Not everyone buys his story. "The licensing miss was too big to blame on the weak, weak economy Conway kept citing," Pacific Growth Equities analyst Patrick Mason said after the call.

The picture for the future is mixed. License revenues won't reach the first-quarter target until the fourth quarter, a signal likely to bother analysts. But increased cost controls and continued strong margins will keep the company's overall revenue and earnings targets close to the range expected by Wall Street, the company said.

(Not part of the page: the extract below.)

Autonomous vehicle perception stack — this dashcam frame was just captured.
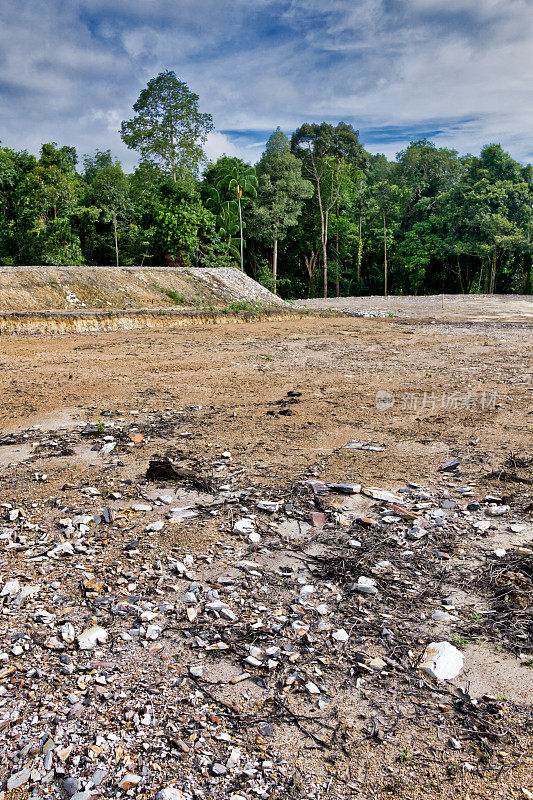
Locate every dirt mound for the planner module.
[0,267,289,312]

For Q2, the company projects GAAP earnings of 8 cents or 9 cents a share, and pro forma earnings of 11 cents or 12 cents on total revenue of $450 million to $465 million. Analysts polled by Thomson Financial/First Call expect revenue of $467.8 million and pro forma EPS of 12 cents.

Net income will be lowered about 3 cents a share during the quarter by charges reflecting a cut of about 200 administrative jobs, and the closing of the company's Santa Clara, Calif., campus and transfer of employees to PeopleSoft's main office in Pleasanton, Calif.

Mason, whose company does not have an investment banking relationship with PeopleSoft, was troubled by the guidance. He had expected license revenue in the second quarter to increase to about $106 million; instead the company said to expect license revenue of $85 million to $95 million.

For the full year, the company told investors to expect pro forma EPS of 52 cents to 54 cents a share, on total revenue of $1.9 billion. Wall Street expects EPS a 53-cent profit on sales of $1.9 billion.

PeopleSoft shares had lost a bit more than 10% of their value, falling as low as $14.82, after the company warned of sharply lower licensing revenues in early April. Since then, the stock has recouped most of the losses.

In postclose trading on Tuesday, PeopleSoft was off 34 cents, or 2%, to $15.70.